My mother wouldn't let us bring #9, the Super Elastic Bubble any where near the house. "None of that messy sticky stuff coming in here!" lol
I never heard of #10
I didn't have the set in the bonus, but I did have a chemistry set I loved fooling with. And it was so easy to reorder all the chemicals from the factory when you ran out
Some of those army men were cheap, weren't they ? They wouldn't stand up because a flaw in the mold gave them a heavy tumor on one side. We used those for casualties, usually decapitated them by chewing off their noggins.

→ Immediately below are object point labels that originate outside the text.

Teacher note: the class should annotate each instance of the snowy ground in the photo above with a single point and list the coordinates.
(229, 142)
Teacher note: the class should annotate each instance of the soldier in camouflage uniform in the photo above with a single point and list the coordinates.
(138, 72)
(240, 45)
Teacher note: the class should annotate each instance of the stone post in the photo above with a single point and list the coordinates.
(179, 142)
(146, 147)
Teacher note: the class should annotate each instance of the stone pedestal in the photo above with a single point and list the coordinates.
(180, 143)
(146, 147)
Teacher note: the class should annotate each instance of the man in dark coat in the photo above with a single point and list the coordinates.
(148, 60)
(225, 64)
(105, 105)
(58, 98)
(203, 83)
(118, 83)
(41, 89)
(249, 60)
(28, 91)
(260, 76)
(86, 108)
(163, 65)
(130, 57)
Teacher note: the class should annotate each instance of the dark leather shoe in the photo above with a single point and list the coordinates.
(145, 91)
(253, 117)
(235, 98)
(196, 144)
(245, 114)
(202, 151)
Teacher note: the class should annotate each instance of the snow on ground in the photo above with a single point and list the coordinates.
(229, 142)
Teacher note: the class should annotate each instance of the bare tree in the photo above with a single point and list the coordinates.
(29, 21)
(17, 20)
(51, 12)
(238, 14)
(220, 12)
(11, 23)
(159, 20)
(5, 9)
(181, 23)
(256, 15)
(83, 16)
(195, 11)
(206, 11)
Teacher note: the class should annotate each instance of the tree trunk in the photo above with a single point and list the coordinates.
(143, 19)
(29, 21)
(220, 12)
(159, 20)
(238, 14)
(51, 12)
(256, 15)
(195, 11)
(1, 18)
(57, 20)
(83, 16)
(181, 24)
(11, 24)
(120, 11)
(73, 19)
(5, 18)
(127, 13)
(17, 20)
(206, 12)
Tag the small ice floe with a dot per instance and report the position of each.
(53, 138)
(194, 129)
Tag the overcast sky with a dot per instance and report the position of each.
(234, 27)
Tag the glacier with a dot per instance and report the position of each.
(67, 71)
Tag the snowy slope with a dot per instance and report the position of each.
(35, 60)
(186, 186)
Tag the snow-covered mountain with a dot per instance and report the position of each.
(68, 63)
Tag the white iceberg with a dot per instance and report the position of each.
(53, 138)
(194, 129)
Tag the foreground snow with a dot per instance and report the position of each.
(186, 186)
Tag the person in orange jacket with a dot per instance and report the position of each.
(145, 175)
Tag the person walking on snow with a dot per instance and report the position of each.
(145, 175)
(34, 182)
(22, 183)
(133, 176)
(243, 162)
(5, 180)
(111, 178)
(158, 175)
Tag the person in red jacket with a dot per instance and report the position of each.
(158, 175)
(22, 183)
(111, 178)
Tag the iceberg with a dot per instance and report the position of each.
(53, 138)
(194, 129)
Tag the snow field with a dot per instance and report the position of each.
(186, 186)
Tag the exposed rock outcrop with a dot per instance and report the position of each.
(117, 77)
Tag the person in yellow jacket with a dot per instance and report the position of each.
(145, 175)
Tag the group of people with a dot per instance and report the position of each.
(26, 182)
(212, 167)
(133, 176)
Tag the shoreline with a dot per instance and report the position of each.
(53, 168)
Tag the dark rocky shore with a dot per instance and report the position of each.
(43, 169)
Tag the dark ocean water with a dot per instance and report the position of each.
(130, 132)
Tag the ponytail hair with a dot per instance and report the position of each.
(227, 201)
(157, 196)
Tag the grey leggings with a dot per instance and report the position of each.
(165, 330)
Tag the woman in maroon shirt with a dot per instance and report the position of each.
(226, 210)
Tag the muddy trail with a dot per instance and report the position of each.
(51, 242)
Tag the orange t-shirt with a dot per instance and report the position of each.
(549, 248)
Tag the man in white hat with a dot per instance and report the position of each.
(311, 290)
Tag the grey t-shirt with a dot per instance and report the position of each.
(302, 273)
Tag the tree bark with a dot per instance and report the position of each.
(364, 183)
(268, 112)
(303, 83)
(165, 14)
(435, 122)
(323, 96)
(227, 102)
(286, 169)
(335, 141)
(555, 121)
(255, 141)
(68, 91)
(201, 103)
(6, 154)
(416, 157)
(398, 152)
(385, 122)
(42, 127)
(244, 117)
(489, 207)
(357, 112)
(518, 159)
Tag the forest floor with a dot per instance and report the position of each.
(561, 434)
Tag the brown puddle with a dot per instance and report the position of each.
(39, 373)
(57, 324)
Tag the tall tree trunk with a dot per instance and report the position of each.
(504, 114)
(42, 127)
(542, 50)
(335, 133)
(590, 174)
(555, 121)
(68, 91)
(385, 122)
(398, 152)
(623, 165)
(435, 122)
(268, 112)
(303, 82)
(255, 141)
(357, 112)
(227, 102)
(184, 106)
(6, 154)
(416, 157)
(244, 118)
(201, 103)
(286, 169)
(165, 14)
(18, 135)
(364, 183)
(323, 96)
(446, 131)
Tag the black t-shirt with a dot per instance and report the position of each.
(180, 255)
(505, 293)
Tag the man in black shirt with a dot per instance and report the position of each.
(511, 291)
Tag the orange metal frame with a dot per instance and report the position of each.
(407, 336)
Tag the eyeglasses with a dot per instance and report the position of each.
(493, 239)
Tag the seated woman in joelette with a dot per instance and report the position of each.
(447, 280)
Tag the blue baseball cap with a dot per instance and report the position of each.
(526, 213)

One time we had this aunt staying with us that wore these thick Coke-bottle lensed glasses, she hovered around the table at dinner time making sure we all ate our vegetables. While sweeping the living room she kept finding the heads from our army men and showed them to our mom and accused me and my brother of not eating our peas.
My brother had them, but I preferred the bag of plastic dinosaurs. We used to take turns picking them and then have battles. I have no idea how we figured out which dinosaur won each round, though.
Growing up, the toy that did by far the most damage to our house, my friends skin haha was the good ol orange two foot length Hotwheel track! Great memories.....
I recall a couple of times my Mom used a piece of Hot Wheels track on our backsides. That stung more than a little.
I’m 61. I had a car seat that was basically meant to restrain me, so I wouldn’t go flying through the window. Except, the whole blessed thing was made out of metal. Back when metal was really metal. It was like Maggie Simpson’s, I had a little steering wheel that could beep beep — made out of metal. If my mother had had an accident in that thing I would’ve been killed. Period.
In the late 50s, my parents had a car bed in the back seat. It had a metal frame, no seat belt that I recall and was made of cloth. Good thing neither of them had an accident - the occupant of that thing would have been toast.